When I step into a place I still don’t know very well, the first things I look at are the objects that populate it. I vividly remember all the times I adventured myself in the many unknown rooms of my grandparents’ villa in Lecce; I would always go in search for treasures hidden under a thick veil of dust. That is probably the reason why I always wonder about the history of an object, when I get to touch that.
There has been a whole period of my life when I actually didn’t buy any clothes. What I used to do was to sneak into my grandfather’s secret room and dress up with his old coats and shirts and scarfs. It wasn’t just a game; it became more than that.
First, I started fantasizing about what those clothes really meant and what they had seen, and I actually felt so attracted to their history that I often preferred that to my every day life.
I used to spend hours dressing up as if I was in a James Bond movie and acting as if I was him.
However, this is not it: as soon as I grew older, I started using those dresses for real: I wore them to go out in the street.
Vintage had finally become the word to justify all of my past-loving fantasies. I also found it quite empowering to go around with those same clothes that had accompanied my ancestors, in a strange kind of ritual that perpetrated their memory and made me responsible to embody even their deep being.
The past is persistent, that is the lesson that I have learnt by passing so many hours in my grandfather’s closet.
Still, there is something else that is worth saying. Among the dead objects that I used to walk around in those dusty rooms, one day I found a book from a German philosopher called Ernst Bloch, about whom I really didn’t know anything. When I randomly opened it, I found an interesting couple of lines with some scribbled writ just besides them that made me think of my grandfather’s handwriting. What the philosopher was writing was something that really broke up into my imagination, putting my fancy dusty world under a new light.
“Then let the daydreams grow really fuller, that is, clearer, less random, more familiar, more clearly understood and more mediated with the course of things. So that the wheat which is trying to ripen can be encouraged to grow and be harvested”.
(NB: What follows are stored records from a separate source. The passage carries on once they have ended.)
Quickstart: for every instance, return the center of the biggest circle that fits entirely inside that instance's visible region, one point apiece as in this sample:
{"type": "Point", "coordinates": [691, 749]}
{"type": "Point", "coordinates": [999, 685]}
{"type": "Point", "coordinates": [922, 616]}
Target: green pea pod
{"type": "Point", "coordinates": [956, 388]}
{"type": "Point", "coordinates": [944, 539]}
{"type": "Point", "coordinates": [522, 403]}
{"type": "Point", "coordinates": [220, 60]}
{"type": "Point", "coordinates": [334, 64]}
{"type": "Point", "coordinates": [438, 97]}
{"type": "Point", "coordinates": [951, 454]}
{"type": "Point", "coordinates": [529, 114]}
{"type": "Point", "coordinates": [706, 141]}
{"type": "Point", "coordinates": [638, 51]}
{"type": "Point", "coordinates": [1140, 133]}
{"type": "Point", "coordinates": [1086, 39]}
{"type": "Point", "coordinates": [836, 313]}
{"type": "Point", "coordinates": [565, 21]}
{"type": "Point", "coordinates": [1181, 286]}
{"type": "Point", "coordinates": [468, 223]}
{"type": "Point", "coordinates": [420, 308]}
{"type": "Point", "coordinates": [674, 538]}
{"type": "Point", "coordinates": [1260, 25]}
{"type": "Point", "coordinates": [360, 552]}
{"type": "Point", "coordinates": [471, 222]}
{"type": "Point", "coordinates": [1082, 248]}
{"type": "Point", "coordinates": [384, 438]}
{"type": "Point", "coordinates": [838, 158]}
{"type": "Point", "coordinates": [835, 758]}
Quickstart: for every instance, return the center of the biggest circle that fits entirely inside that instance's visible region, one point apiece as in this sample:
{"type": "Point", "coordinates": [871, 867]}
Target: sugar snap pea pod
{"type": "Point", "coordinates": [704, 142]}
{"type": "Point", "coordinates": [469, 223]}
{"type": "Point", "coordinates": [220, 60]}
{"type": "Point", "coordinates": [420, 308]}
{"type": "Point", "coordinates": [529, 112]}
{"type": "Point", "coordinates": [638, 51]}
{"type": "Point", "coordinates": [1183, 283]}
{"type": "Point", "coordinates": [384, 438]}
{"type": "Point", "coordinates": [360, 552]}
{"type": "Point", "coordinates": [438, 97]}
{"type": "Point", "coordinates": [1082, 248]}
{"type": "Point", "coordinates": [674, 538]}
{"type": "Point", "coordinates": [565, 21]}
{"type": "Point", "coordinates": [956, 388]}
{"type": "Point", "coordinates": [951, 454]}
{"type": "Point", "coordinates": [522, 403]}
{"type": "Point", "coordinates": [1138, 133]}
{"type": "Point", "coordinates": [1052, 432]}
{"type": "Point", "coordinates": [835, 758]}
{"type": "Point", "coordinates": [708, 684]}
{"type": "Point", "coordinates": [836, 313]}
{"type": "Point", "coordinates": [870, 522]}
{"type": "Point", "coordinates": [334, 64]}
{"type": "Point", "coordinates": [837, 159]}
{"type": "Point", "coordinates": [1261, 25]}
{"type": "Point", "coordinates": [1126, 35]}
A central task in this part is the discovery and unmistakable notation of the ‘Not-Yet-Conscious’.
Such words seemed to me difficult and complex to understand, but at the same time they were incredibly attractive: the Not-Yet had just entered into my view, and those same clothes which I was wearing became different and new ones. The light of the past wasn’t anymore shiny enough for me. What I started to contemplate, since that moment, was the persistence of the future.
What Ernst Bloch wanted to say was that every object, even the most insignificant, is determined not only by its past history, but also by its future.
Human decisions realize the influence of the Not-Yet in the most explicit way: what we decide today doesn’t depend only on the background of our experience, but it is also influenced by our aspirations, our desires, our way to imagine the future in a way different from what the present tells us it should be.
The reason why I loved the past so much was probably because I saw it as an alternative to a present that I didn’t really fit in. It was by coincidence that, reading my grandfather notes to Ernst Bloch’s book, I finally found a new solution to such problem.
The best alternatives are those yet to come, my grandfather had written down in big characters. It seemed like he had foreseen what those words would have brought to me many years later; it seemed like he was looking far more forward than me. Maybe, in this case, it is the future that persisted in the past.
“What interests me is living and dying for what one loves.” (Albert Camus)
What I love is telling stories about beauty, about courage, about fear. I hope you can appreciate them and then write your own ones.